Mengurus balita memang bukan hal yang mudah dan cenderung menjengkelkan.
Meskipun demikian, orangtua sebaiknya bersabar dan tidak mudah
terpancing emosinya. Sebab, balita cenderung menjadi mudah marah dan
rewel jika orangtuanya juga gampang marah dan bereaksi berlebihan
terhadap perilaku anak-anaknya.
Dalam sebuah penelitian, peneliti
melihat perilaku anak adopsi berusia 9 bulan, 18 bulan dan 27 bulan,
juga orang tua angkatnya dari 361 keluarga di 10 negara.

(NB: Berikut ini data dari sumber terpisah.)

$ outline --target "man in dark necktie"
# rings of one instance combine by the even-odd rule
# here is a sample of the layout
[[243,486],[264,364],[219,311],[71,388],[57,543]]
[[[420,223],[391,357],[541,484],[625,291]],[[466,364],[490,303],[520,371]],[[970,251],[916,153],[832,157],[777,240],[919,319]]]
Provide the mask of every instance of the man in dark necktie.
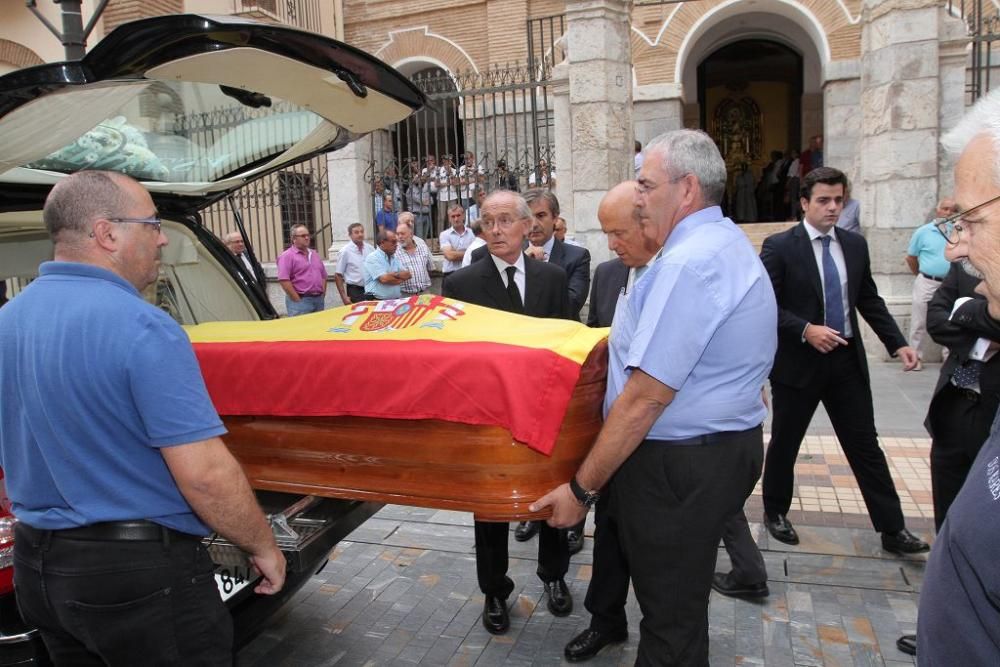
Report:
[[233,257],[243,265],[246,269],[247,275],[250,276],[251,282],[258,282],[257,271],[254,269],[254,264],[250,260],[250,254],[247,252],[246,244],[243,243],[243,235],[239,232],[229,232],[226,234],[225,238],[226,248],[229,252],[233,254]]
[[[802,224],[764,241],[761,260],[778,299],[778,351],[771,371],[774,418],[764,462],[764,523],[797,544],[788,521],[795,459],[820,402],[861,487],[882,548],[927,551],[908,530],[885,454],[879,448],[858,313],[904,370],[917,363],[872,279],[863,237],[835,227],[847,177],[821,167],[802,181]],[[745,535],[749,538],[749,533]]]
[[[466,303],[533,317],[570,318],[566,272],[555,264],[528,261],[522,251],[531,209],[521,195],[500,190],[489,195],[480,212],[489,254],[444,279],[442,295]],[[488,400],[488,397],[487,397]],[[483,625],[493,634],[510,627],[507,598],[514,582],[507,576],[506,523],[476,521],[476,570],[486,596]],[[564,577],[569,569],[566,532],[543,525],[538,540],[538,577],[545,585],[548,608],[555,616],[573,610]]]

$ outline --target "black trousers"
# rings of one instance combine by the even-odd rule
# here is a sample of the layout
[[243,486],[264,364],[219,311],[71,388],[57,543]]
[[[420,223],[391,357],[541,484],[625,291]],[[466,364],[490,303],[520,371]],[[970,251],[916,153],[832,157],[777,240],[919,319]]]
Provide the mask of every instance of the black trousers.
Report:
[[14,585],[56,665],[231,665],[233,624],[201,540],[66,539],[17,524]]
[[[479,590],[502,600],[514,592],[514,582],[507,576],[507,536],[510,524],[476,521],[476,575]],[[538,578],[556,581],[569,570],[569,546],[566,531],[542,522],[538,531]]]
[[840,440],[875,530],[905,527],[899,494],[878,445],[872,392],[852,346],[823,355],[815,379],[806,387],[771,382],[774,413],[771,443],[764,460],[764,511],[787,514],[792,504],[795,460],[816,407],[823,403]]
[[[642,610],[637,665],[708,664],[719,540],[753,491],[763,456],[758,427],[711,445],[646,440],[618,469],[595,533],[595,568],[601,531],[614,531]],[[598,597],[588,591],[591,602]]]
[[[583,604],[590,612],[592,630],[618,634],[628,630],[625,603],[628,601],[629,568],[618,527],[608,520],[608,497],[608,493],[601,496],[594,513],[594,564]],[[743,510],[726,521],[722,543],[732,562],[736,581],[747,585],[767,582],[764,558],[750,534]]]
[[990,435],[997,412],[997,395],[973,395],[951,383],[931,403],[931,489],[934,493],[934,527],[941,530],[944,517],[969,474],[976,454]]
[[361,285],[352,285],[347,283],[347,296],[351,299],[351,303],[358,303],[359,301],[365,300],[365,288]]

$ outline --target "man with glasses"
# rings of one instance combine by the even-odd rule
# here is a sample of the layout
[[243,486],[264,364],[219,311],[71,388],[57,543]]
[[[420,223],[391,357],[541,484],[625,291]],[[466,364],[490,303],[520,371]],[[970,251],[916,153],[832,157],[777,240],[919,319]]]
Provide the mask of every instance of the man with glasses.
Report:
[[[1000,91],[993,91],[980,99],[942,139],[945,150],[958,156],[955,202],[961,213],[938,225],[952,244],[949,256],[967,259],[975,272],[981,275],[982,282],[975,287],[975,291],[986,297],[985,314],[994,324],[1000,320],[998,121]],[[977,305],[964,302],[954,309],[949,320],[960,325],[963,321],[968,323],[974,317],[967,311],[970,307],[976,308]],[[991,334],[985,330],[979,332],[980,336],[983,334],[989,340]],[[995,345],[987,343],[985,347],[988,353]],[[974,358],[971,351],[969,357]],[[984,366],[989,363],[985,354],[981,361],[985,362]],[[994,394],[1000,388],[996,386],[995,378],[983,374],[984,366],[967,363],[962,366],[964,377],[960,379],[962,386],[958,388],[974,390],[978,387],[981,394],[991,395],[983,395],[983,400],[995,401]],[[966,400],[968,398],[966,395]],[[989,416],[986,415],[985,419]],[[935,506],[936,503],[935,495]],[[1000,431],[994,421],[989,437],[969,469],[965,484],[947,508],[947,518],[938,531],[934,550],[927,562],[917,617],[921,665],[990,665],[997,662],[1000,652],[998,507]]]
[[569,484],[531,505],[569,527],[608,496],[595,535],[620,538],[642,609],[636,664],[707,665],[708,601],[726,522],[760,476],[761,387],[774,291],[719,203],[726,165],[696,130],[653,139],[634,195],[658,259],[619,297],[604,426]]
[[402,284],[410,272],[400,266],[397,257],[396,233],[381,231],[375,236],[375,252],[365,258],[365,299],[385,301],[403,295]]
[[326,266],[309,247],[312,235],[305,225],[293,225],[292,245],[278,256],[278,284],[285,290],[289,317],[318,313],[325,308]]
[[[57,665],[232,663],[202,539],[275,544],[183,330],[141,292],[167,237],[131,178],[65,177],[43,218],[55,261],[0,310],[0,465],[18,522],[17,603]],[[7,613],[7,612],[4,612]]]
[[[532,214],[519,194],[500,190],[483,202],[480,224],[489,253],[444,279],[442,294],[477,306],[532,317],[569,318],[566,272],[555,264],[528,260],[522,247]],[[480,397],[489,401],[488,396]],[[510,627],[507,598],[514,582],[507,576],[506,523],[476,521],[476,572],[486,599],[483,626],[492,634]],[[538,578],[545,586],[548,609],[554,616],[573,611],[566,586],[569,545],[566,532],[543,526],[538,538]]]
[[779,542],[798,544],[788,520],[795,460],[822,402],[861,488],[882,548],[927,551],[906,530],[899,494],[875,432],[868,361],[858,313],[886,350],[912,370],[917,354],[906,344],[872,279],[868,244],[836,227],[847,177],[831,167],[802,181],[803,221],[764,241],[760,257],[778,299],[778,352],[771,372],[774,418],[764,463],[764,525]]
[[927,336],[927,304],[941,281],[948,274],[949,262],[944,257],[945,239],[936,228],[937,223],[955,213],[955,202],[945,198],[938,202],[937,217],[917,227],[910,237],[906,251],[906,266],[913,279],[913,300],[910,304],[910,347],[917,351],[917,367],[923,368],[924,343]]
[[434,270],[434,260],[427,243],[413,233],[413,214],[399,214],[399,226],[396,227],[398,246],[396,254],[399,266],[409,272],[410,277],[400,285],[403,296],[423,294],[431,287],[431,271]]

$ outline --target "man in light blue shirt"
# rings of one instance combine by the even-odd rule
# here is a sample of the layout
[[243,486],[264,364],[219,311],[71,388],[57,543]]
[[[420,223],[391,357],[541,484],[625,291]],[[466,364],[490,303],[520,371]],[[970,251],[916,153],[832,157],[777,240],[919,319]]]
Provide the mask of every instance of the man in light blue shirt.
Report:
[[378,248],[365,257],[365,299],[385,301],[403,296],[400,285],[410,279],[396,257],[396,233],[380,231],[375,236]]
[[939,201],[935,211],[937,217],[913,231],[910,247],[906,250],[906,266],[914,276],[908,339],[910,347],[917,351],[915,371],[923,368],[923,343],[927,340],[927,304],[951,268],[951,262],[944,258],[945,238],[935,225],[956,212],[953,199]]
[[763,461],[777,306],[753,246],[719,208],[726,167],[707,134],[651,141],[638,182],[644,233],[663,249],[619,297],[604,428],[570,483],[531,509],[551,506],[550,523],[571,526],[610,495],[608,530],[643,610],[637,662],[707,664],[719,540]]

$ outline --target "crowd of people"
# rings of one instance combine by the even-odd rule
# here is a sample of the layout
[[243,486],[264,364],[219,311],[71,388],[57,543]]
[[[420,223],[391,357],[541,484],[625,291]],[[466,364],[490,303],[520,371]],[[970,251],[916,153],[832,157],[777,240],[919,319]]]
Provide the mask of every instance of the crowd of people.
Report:
[[[907,255],[920,282],[914,301],[926,305],[921,326],[948,350],[927,419],[938,536],[918,633],[900,639],[927,665],[1000,658],[1000,431],[991,426],[1000,396],[998,119],[1000,92],[945,137],[957,157],[954,199],[915,232]],[[799,224],[769,237],[759,256],[722,210],[728,175],[718,147],[695,130],[649,142],[635,180],[606,194],[598,219],[616,257],[593,280],[589,252],[557,236],[559,201],[548,188],[480,196],[471,183],[449,180],[436,212],[396,214],[392,185],[381,204],[393,215],[382,217],[375,244],[363,226],[349,230],[334,274],[345,304],[429,289],[433,265],[418,230],[440,215],[448,223],[439,236],[444,296],[577,320],[589,296],[587,324],[611,327],[600,433],[570,479],[531,505],[551,518],[515,531],[537,533],[547,607],[565,616],[573,609],[565,575],[574,533],[579,544],[595,509],[584,600],[591,619],[565,647],[570,661],[627,638],[631,582],[642,613],[637,664],[708,664],[711,591],[769,595],[743,512],[761,476],[766,529],[798,543],[788,517],[794,465],[820,403],[883,549],[929,549],[905,526],[878,444],[859,315],[904,371],[918,368],[920,353],[878,294],[865,239],[838,226],[847,178],[822,165],[816,148],[795,177]],[[421,174],[436,169],[428,163]],[[442,168],[454,169],[447,158]],[[536,183],[554,175],[547,178]],[[231,626],[201,536],[211,528],[242,547],[262,574],[259,593],[281,589],[284,559],[219,439],[224,428],[187,337],[140,297],[168,243],[153,202],[126,176],[82,172],[53,188],[43,216],[55,261],[0,310],[0,462],[20,519],[14,576],[22,614],[57,664],[95,656],[142,664],[168,647],[178,662],[227,663]],[[243,261],[237,236],[226,243]],[[310,239],[307,228],[293,227],[278,259],[290,315],[322,308],[326,270]],[[244,279],[259,280],[252,265],[243,265]],[[96,404],[95,373],[104,389]],[[494,634],[510,625],[509,532],[506,524],[475,524],[482,623]],[[720,541],[729,572],[715,571]],[[128,610],[110,613],[122,587],[142,609],[164,587],[185,604],[136,628]],[[83,607],[73,602],[81,596],[109,602]],[[130,636],[139,630],[142,642]]]

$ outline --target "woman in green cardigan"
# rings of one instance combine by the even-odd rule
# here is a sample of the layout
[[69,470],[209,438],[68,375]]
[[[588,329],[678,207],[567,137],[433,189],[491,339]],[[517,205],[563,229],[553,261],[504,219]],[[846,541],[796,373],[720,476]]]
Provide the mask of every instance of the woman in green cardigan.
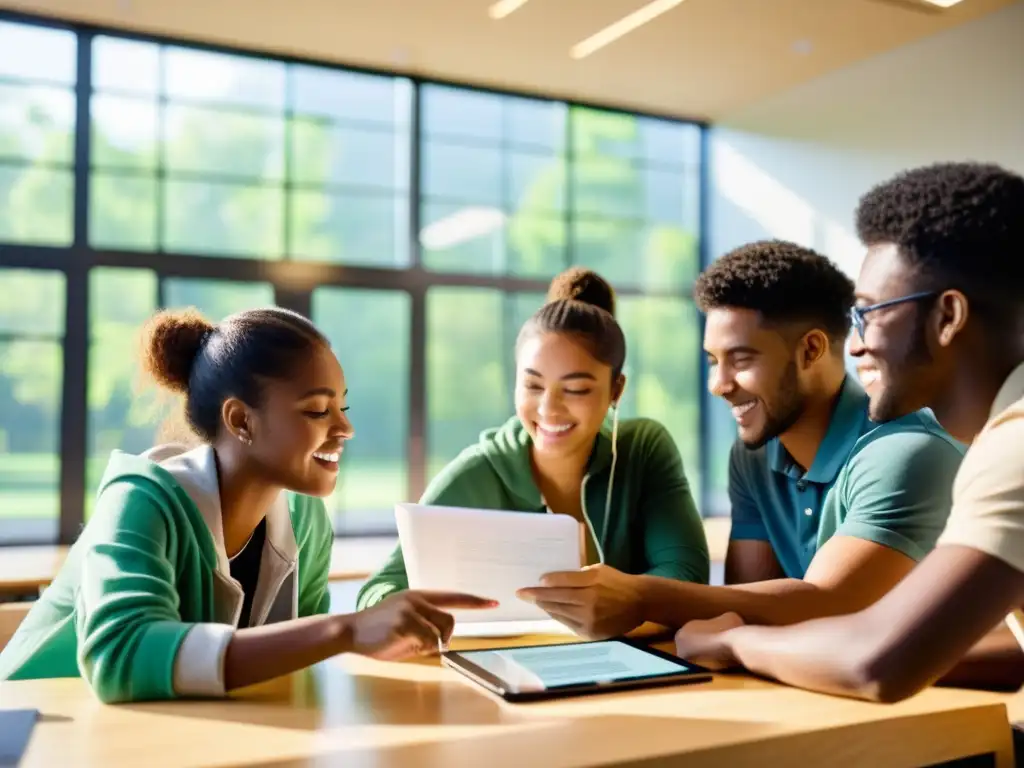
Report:
[[[651,419],[618,419],[626,340],[614,315],[614,292],[599,275],[576,268],[555,278],[516,343],[516,415],[445,467],[421,503],[571,515],[585,543],[580,578],[625,572],[706,584],[704,526],[672,437]],[[358,605],[408,586],[399,547]],[[579,606],[538,604],[589,637],[643,621],[626,594],[586,621]]]
[[327,615],[322,497],[354,431],[323,335],[283,309],[219,325],[163,312],[143,364],[202,439],[115,451],[53,584],[0,653],[0,680],[86,679],[105,702],[223,696],[354,652],[436,651],[470,595],[410,593]]

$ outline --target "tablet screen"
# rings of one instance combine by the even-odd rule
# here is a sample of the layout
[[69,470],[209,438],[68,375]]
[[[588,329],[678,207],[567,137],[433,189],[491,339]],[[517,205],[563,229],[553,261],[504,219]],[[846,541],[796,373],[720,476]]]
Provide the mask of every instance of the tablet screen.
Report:
[[462,651],[453,655],[493,675],[512,692],[547,691],[699,671],[681,659],[655,655],[621,640]]

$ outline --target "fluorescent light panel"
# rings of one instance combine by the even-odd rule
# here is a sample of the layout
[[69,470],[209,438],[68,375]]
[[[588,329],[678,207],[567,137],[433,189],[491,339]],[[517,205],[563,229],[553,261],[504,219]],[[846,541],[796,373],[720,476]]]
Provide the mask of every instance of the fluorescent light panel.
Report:
[[527,2],[528,0],[498,0],[498,2],[487,9],[487,14],[492,19],[504,19],[513,11],[518,11]]
[[569,49],[569,55],[574,59],[585,58],[594,53],[594,51],[599,51],[620,37],[642,27],[647,22],[653,21],[661,16],[661,14],[671,11],[682,2],[683,0],[654,0],[654,2],[648,3],[642,8],[637,8],[628,16],[623,16],[614,24],[609,24],[601,31],[595,32],[586,40],[576,43],[576,45]]
[[952,8],[961,0],[924,0],[928,5],[937,5],[939,8]]

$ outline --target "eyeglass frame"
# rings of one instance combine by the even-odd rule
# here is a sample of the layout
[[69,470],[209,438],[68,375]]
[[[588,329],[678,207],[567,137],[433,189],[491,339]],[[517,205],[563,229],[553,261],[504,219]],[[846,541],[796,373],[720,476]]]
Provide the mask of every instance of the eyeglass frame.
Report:
[[898,304],[905,304],[909,301],[931,299],[938,296],[940,293],[941,291],[920,291],[918,293],[908,294],[907,296],[900,296],[899,298],[880,301],[877,304],[868,304],[866,307],[852,306],[850,307],[850,323],[853,326],[853,330],[857,331],[863,341],[864,331],[866,331],[868,327],[867,321],[864,319],[864,315],[868,312],[885,309],[886,307],[895,307]]

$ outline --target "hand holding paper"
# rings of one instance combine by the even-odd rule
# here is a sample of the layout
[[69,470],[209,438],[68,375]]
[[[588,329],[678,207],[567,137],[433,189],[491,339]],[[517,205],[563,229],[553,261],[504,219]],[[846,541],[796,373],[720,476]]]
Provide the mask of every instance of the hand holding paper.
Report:
[[411,588],[498,601],[490,610],[455,611],[459,625],[550,622],[517,591],[536,586],[545,573],[574,570],[580,563],[579,526],[567,515],[399,504],[395,519]]
[[624,635],[644,621],[637,577],[608,565],[548,573],[540,586],[516,594],[594,640]]

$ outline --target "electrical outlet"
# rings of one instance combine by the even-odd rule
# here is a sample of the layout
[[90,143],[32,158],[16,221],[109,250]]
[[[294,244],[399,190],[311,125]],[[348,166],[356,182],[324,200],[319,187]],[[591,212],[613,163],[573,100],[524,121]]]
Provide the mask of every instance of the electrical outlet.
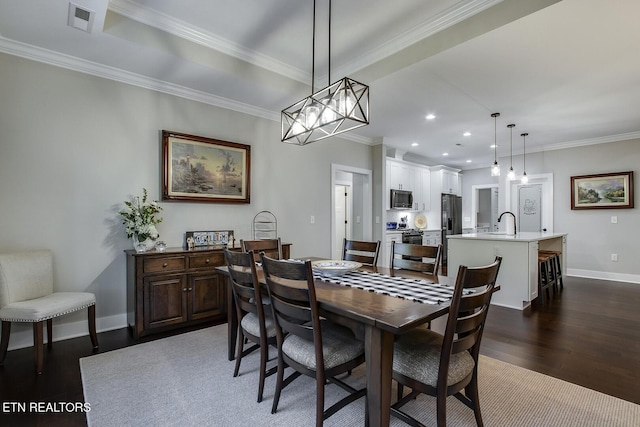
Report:
[[380,217],[379,216],[376,217],[376,224],[380,224]]
[[500,256],[500,249],[497,246],[493,247],[493,255]]
[[617,217],[617,216],[615,216],[615,215],[613,215],[613,216],[611,217],[611,224],[617,224],[617,223],[618,223],[618,217]]
[[618,261],[618,254],[611,254],[611,261],[617,262]]
[[309,219],[309,221],[311,222],[311,224],[315,224],[316,223],[316,217],[311,215],[311,218]]

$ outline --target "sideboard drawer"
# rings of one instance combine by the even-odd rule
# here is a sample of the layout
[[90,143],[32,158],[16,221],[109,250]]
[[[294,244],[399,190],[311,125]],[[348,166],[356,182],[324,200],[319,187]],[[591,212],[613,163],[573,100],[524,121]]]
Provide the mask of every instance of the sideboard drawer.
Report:
[[217,267],[224,265],[224,253],[215,252],[199,255],[189,255],[189,269],[203,268],[203,267]]
[[147,273],[159,273],[169,271],[184,271],[185,269],[185,257],[173,256],[162,258],[146,258],[144,260],[143,272]]

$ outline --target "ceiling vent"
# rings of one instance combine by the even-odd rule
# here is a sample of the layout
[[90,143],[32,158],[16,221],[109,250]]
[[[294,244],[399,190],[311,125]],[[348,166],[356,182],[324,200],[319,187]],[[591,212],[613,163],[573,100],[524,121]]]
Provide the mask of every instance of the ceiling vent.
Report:
[[96,13],[89,9],[84,9],[77,4],[69,3],[69,19],[67,25],[71,28],[91,33],[93,19]]

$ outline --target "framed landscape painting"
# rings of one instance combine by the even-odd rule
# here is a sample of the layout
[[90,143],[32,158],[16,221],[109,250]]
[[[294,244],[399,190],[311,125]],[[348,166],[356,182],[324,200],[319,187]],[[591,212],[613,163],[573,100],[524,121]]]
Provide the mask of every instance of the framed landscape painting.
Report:
[[633,208],[633,172],[571,177],[571,209]]
[[250,202],[250,145],[163,130],[162,163],[162,200]]

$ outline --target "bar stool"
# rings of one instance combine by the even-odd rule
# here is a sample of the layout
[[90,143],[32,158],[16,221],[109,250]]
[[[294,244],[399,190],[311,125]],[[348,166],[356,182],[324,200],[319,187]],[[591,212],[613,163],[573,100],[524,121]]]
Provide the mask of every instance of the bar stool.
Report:
[[544,305],[544,294],[546,293],[547,299],[550,299],[550,289],[555,289],[556,287],[556,275],[552,260],[553,255],[545,255],[538,252],[538,299],[540,305]]
[[549,255],[552,257],[551,266],[553,267],[553,273],[555,275],[555,283],[553,286],[553,293],[557,294],[560,290],[564,288],[564,284],[562,283],[562,262],[560,261],[560,252],[558,251],[538,251],[538,255]]

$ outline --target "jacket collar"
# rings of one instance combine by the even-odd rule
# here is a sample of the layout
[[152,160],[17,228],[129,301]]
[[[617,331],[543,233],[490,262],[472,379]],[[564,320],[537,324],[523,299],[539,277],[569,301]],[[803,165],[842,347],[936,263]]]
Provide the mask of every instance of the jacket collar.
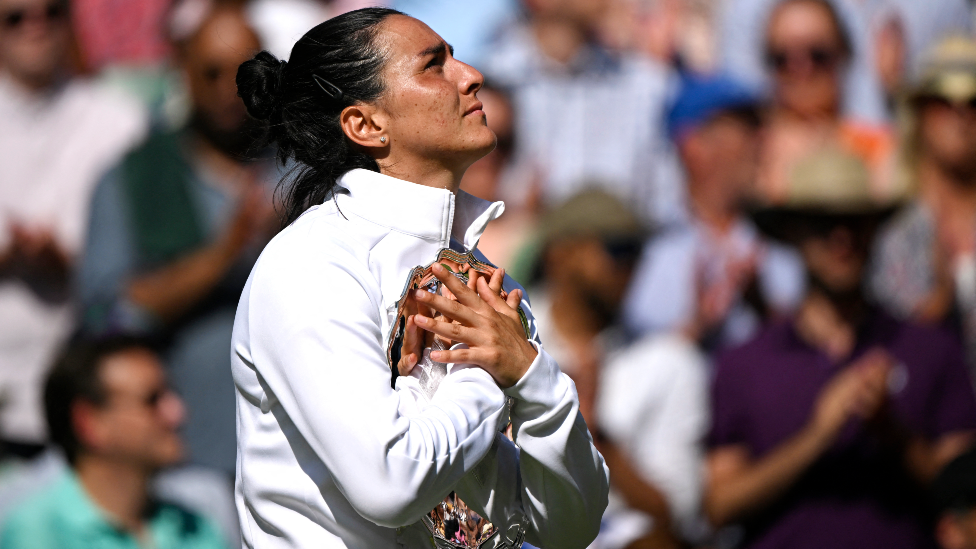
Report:
[[339,186],[348,193],[348,199],[340,202],[343,211],[428,241],[437,249],[449,247],[454,238],[466,250],[473,250],[488,223],[505,212],[504,202],[488,202],[464,191],[455,196],[446,189],[370,170],[346,172],[339,178]]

Para peneliti
juga menganalisis data genetik anak-anak dan orang tua yang
melahirkannya.
Penelitian ini menemukan bahwa orang tua angkat
yang memiliki kecenderungan bereaksi berlebihan akan lebih cepat marah
saat balita membuat kesalahan. Anak-anak dari orang tua ini sering
berulah dan lebih sering marah dibandingkan anak-anak normal seusianya.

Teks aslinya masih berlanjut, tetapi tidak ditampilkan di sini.